What’s a B2B Social Media Manager to Do? Swapping Tactics for Strategy
Here’s the thing: best practices serve as an important foundation to your social media strategy, but they’re only tactics – tactics that everyone else, including your competitors, are using. Over-reliance on them holds brands back. A full social media strategy is necessary to have a successful growth journey and to stand out amongst your peers. Here are two common best practice tactics and how you can reframe them to build a successful social media strategy.
Strategy Swaps for Hooks and CTA’s
Every post must have a compelling hook and a call-to-action, right? Generally, this is true: you want people to be pulled into your post and leave the post with something. Here, we need to remember two things: 1) the Rule of Seven, which asserts that a customer will need to encounter your messaging seven times before taking an action like making a purchase, and 2) that many people have an aversion to being sold to.
If every post is an ad, people will stop caring and won’t hit that seventh exposure where that inspires them to act. So, then what? Strategically speaking, everything about your organic social presence should tie together to tell a consistent, meaningful story.
As humans, storytelling is hardwired into our brains and is fundamental to who we are. If we’re in the middle of being told a story, we want to know more and will come back for those additional exposures. Each post and comment are chapters and sentences in the overall story you’re telling.
If you tell your story thoughtfully while encouraging action, you’ll build a lasting your brand loyalty and engagement.
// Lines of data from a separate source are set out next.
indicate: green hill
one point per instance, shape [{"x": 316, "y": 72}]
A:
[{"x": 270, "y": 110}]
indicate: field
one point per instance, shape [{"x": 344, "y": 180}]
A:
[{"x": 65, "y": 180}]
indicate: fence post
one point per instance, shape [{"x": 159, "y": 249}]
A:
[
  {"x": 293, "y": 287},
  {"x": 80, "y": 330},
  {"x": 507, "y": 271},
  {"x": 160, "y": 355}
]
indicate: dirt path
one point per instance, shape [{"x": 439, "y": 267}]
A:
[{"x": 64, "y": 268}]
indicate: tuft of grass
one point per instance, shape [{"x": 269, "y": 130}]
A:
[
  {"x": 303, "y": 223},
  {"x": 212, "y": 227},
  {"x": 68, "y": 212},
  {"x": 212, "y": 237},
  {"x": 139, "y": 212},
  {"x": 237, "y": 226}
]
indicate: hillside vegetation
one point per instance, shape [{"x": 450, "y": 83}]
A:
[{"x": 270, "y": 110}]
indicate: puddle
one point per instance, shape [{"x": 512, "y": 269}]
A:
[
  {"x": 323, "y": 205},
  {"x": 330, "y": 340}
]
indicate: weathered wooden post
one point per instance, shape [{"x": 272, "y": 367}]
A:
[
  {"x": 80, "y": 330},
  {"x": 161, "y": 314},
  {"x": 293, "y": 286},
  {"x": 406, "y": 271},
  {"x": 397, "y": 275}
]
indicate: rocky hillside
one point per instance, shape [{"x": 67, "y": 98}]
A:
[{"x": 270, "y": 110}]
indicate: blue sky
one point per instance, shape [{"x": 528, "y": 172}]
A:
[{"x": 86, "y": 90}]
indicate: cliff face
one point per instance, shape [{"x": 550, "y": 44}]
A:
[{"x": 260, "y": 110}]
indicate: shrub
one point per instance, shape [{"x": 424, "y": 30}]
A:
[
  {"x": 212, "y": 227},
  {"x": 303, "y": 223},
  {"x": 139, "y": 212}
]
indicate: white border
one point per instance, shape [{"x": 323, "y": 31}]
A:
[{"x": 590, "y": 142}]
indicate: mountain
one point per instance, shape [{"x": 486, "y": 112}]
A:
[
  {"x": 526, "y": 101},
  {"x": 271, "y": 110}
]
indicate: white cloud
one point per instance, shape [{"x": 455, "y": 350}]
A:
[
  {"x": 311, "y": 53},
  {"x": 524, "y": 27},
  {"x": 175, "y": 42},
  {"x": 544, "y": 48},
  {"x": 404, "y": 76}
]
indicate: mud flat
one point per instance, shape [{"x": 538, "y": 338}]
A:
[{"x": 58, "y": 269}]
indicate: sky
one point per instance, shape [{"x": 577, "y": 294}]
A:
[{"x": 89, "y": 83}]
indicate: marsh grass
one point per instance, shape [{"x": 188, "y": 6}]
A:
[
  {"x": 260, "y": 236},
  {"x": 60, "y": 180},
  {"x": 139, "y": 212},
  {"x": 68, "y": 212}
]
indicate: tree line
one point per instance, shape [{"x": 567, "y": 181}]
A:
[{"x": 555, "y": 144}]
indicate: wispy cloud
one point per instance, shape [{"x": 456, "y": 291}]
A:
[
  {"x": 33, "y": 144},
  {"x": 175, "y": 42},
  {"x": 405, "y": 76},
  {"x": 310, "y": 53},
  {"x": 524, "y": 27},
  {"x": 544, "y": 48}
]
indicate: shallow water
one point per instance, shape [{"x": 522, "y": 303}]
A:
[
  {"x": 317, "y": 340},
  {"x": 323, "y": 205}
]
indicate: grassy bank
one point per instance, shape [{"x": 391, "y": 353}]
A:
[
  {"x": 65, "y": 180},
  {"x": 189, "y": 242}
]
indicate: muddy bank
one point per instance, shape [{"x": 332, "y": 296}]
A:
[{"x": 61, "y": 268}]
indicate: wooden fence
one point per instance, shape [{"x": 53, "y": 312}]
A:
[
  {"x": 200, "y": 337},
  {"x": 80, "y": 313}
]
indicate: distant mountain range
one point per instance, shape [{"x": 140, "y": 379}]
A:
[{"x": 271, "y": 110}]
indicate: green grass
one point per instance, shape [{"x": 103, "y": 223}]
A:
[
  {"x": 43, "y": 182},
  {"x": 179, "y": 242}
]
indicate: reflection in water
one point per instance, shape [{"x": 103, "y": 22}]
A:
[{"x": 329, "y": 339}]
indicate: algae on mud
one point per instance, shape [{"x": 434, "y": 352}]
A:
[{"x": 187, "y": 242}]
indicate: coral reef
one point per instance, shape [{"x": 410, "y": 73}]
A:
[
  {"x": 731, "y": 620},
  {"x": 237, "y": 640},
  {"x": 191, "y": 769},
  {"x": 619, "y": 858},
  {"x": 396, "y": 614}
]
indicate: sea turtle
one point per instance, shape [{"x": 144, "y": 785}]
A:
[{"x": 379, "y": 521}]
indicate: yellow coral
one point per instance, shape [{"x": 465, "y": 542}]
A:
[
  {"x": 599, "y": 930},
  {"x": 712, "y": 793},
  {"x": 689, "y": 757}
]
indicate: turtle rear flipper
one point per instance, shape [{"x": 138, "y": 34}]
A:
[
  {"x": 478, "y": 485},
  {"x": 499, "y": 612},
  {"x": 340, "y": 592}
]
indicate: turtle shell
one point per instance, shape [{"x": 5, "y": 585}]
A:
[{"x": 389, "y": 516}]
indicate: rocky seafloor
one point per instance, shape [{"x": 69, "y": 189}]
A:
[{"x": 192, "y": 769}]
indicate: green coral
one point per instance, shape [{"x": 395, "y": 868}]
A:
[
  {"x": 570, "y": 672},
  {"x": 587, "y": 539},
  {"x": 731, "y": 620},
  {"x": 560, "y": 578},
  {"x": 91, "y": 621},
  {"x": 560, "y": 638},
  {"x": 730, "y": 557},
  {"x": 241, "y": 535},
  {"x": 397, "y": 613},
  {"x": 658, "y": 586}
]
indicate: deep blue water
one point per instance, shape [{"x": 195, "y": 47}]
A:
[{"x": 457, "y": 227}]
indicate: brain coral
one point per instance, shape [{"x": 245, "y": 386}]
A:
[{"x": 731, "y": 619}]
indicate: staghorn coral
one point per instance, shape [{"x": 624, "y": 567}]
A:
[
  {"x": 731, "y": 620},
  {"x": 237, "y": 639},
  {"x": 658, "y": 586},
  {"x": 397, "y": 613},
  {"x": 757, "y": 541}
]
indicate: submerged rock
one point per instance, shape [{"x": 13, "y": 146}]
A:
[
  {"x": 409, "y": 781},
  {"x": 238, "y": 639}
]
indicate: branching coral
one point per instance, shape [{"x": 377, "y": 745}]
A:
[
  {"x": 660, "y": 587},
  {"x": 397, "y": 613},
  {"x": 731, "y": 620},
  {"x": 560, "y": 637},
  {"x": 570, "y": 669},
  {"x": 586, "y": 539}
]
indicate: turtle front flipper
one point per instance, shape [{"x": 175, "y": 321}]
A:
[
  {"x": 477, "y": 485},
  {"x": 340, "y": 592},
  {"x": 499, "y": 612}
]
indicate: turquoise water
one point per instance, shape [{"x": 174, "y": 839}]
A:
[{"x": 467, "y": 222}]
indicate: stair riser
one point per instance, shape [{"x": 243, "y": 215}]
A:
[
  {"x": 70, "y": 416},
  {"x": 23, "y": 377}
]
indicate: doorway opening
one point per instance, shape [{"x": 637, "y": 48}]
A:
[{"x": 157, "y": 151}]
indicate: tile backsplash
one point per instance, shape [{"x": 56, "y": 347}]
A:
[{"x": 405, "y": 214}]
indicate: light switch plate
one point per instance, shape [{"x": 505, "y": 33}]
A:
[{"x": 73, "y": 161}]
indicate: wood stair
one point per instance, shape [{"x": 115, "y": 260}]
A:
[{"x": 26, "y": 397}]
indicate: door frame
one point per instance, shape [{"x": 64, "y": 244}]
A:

Strategy Swaps for Post Timing and Cadence
If you’re subscribing to all these best practice rules for LinkedIn, you’re likely trying to post every weekday at mid-morning for your time zone. And it makes sense – that’s when your audience is most likely to be online.
People aren’t interacting with your content because of what time it was posted, but because it’s interesting to them. Too often, too much emphasis on posting time and cadence leads to posting subpar content for the sake of meeting a quota. If you’re posting just to post, you may end up losing your audience’s interest. You’ve heard it before but less can really be more.
The strategic way to approach the question of post timing and cadence is to set goals for your content and ensure that each post meets one of those goals before posting. If you don’t have something ready yet, it’s not worth posting yet. Questions for your content can look like:
- Is this relevant to my audience’s interests?
- Does it align with the persona we want to have?
- How does this tie back into our business goals?
- Does it continue the story we’re already telling?
- Does it feel finished?
Are Best Practices Sometimes Too much of a Good Thing?
To be clear, we love a best practice. At Big Valley Marketing, we call them proven practices for a reason: they work. But a practice doesn’t make for a strategy, especially in the dynamic B2B organic social landscape. As you develop and evolve your social media strategy, we recommend you consider breaking at least some of the social media best practice rules to unlock the opportunity for you to tune your approach for your unique B2B audiences (who might secretly love a Tik Tok dance trend but don’t really have space to express that in their enterprise tech work environments).